2. It helps to discover the earliest occurrence of different kinds of plants in the geological record. This knowledge of sequential occurrence of taxa is then used to develop an understanding of environmental relationship among groups of plants.
3. Palaeobotany research may be helpful in determining what fossil plants were like, and the kinds of animals that utilised then as food and habitat. This information may be helpful to infer the characteristics of the ancient environment including the type of climate in which plants grow (reconstruction of ancient ecological system and climate is known as palaeoecology and paleoclimatology respectively.)
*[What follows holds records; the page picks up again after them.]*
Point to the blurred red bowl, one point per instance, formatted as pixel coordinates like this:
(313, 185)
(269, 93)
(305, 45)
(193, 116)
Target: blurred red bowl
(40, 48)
4. It is said that long ago continents moved. Palaeobotany helps in the study of problem.
5. The knowledge of Palaeobotany is also helpful in solving certain problems connected with the search of petroleum and coal.
6. Palaeobotany has also become important to the field of archaeology (the analysis and interpretation of plant tissues found at archaeological sites) primarily for the phytoliths (a minute particle formed of mineral matter by a living plant and fossilized in rock) in relative dating and relative Palaeoethnobotany.
(It is also called earth science, the study of fossil seeds and grains to farther archaeological knowledge, especially of the domestication of cereals. The proper chronological placement of a feature, object or happening in the geological time scale without reference to its absolute age is called relative dating).